L'école de Strasbourg. – Mlle Humann. – M. l'abbé Bautain. – Sa conversion. – Ses disciples. – Son ordination. – Retraite prêchée à Besançon. – M. Goschler. – Rapports de M. Bautain et de M. Goschler avec Henri de Bonnechose. – Départ de Henri de Bonnechose pour l'Alsace. – Il reçoit les ordres sacrés. – Ses fonctions au petit séminaire de Saint-Louis. – Retour à Besançon. – Ses fonctions dans l'école des hautes études. – Mort du cardinal de Rohan. – L'abbé de Bonnechose rentre à Strasbourg. – Il continue ses études théologiques et se prépare à la prêtrise. – Il est ordonné prêtre le 21 décembre 1833. – Sa première messe célébrée le 26 dans l'église de Saint-Pierre le Vieux.


1830-1834

      Ce fut ainsi que Henri de Bonnechose, avocat général à Besançon, apprit à connaître, dans le commerce de l'archevêque, l'école de Strasbourg, et à tenir en grande estime et son illustre chef et ses savants disciples. Quand il eut pris la résolution d'entrer dans l'Eglise, et que les événements de 1830, bien loin de l'ébranler, ne firent que l'affermir, la première question qu'il s'adressa à lai-même fut celle-ci : Que faire ? Où aller ? Comment réaliser le projet que la divine Providence m'a inspiré ? Il faut entendre le récit qu'il fait de ses perplexités et des circonstances qui le conduisirent à Strasbourg :

      « La révolution était faite autant contre l'autel que contre le trône. Saint-Sulpice était dispersé, l'archevêque de Paris réduit à se cacher, le cardinal de Rohan sur la terre étrangère. Sur le conseil de M. l'abbé Goschler, que j'avais connu à Besançon, je pris la route de Strasbourg. Mgr de Trévern m'accueillit à bras ouverts. Le prélat avait ordonné depuis peu MM. Bautain, Carl, Lewel, Ratisbonne et Goschler, et il leur témoignait une grande bonté. J'allai visiter M. Bautain, il était absent, et je fus reçu dans la maison de la Toussaint par Mlle Humann. Cette personne respectable avait environ soixante-quatre ans. Elle était pleine de piété, de vertus et de science, et elle m'inspira en peu de temps autant de confiance que de vénération. M. Bautain arriva bientôt, et nos rapports commencèrent.

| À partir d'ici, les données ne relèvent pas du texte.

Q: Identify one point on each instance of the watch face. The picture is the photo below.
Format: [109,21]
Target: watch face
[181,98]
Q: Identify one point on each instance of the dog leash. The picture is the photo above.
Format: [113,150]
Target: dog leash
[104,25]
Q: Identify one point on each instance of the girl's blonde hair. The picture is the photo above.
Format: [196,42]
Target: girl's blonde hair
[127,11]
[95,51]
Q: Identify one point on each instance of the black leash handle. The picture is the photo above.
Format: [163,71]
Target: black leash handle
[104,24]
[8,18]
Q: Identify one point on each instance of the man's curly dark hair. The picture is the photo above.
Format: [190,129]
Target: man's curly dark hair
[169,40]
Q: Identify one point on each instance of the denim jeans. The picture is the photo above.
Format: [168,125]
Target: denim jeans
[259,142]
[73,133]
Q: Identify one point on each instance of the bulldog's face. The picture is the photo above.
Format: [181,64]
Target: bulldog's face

      Je n'avais qu'une chose en vue, c'était de connaître la volonté de Dieu à mon égard et de la suivre. Je m'ouvris à Mgr de Trévern, à Mlle Humann et à M. Bautain. On me conseilla une retraite à Molsheim, dans la maison de campagne de l'évêque, transformée en maison de hautes études, et dont M. l'abbé Ræss était le supérieur. Le fruit de cette retraite, dirigée par M. Bautain, fut de me confirmer dans la résolution de quitter le monde. Restait la question de savoir si je me rendrais à Paris. Mais Paris était bouleversé et l'Alsace était tranquille. Il m'était permis de voir dans ce contraste une indication provisoire pour faire à Strasbourg mes études théologigues. Ma démission donnée, mes meubles vendus, j'allai de Besançon à Fribourg pour y saluer Mgr de Rohan, qui s'y était réfugié depuis la révolution de juillet, et je lui comnuniquai mon dessein. Il voulut m'emmener à Rome avec lui. Je ne crus pas devoir accepter, craignant de suivre plutôt le penchant de mon cœur et des affections humaines que la voix de la grâce et l'inspiration de Dieu. Me suis-je trompé ? Ai-je alors bien ou mal fait ? Maintenant encore je n'en sais rien. Je lui faisais de la peine en refusant, et j'en éprouvais une aussi grande. Si je l'avais suivi à Rome, je serais rentré avec lui à Besançon, j'aurais été toujours dans une voie ordinaire et régulière, j'aurais échappé aux illusions de l'école de M. Bautain, je me serais épargné bien des ennuis, et j'aurais pu servir l'Eglise plus tôt et plus utilement. Mais il me semblait qu'auprès de Mgr de Rohan, qui était archevêque, cardinal et mon ami, je retrouverais bientôt dans les dignités ecclésiastiques la satisfaction de la vaine gloire, et que je reprendrais d'une main ce que j'aurais quitté de l'autre. Il me semblait que le suivre, c'était ne faire mon sacrifice qu'à demi et ne pas accomplir tout ce que Dieu demandait de moi. Je m'éloignai donc du pieux cardinal avec un grand serrement de cœur, et je revins à Strasbourg. Ces messieurs étaient entrés au petit séminaire, j'y entrai avec eux, et j'y demeurai deux ans, étudiant la théologie, suivant les cours du grand séminaire et enseignant la rhétorique française (64). »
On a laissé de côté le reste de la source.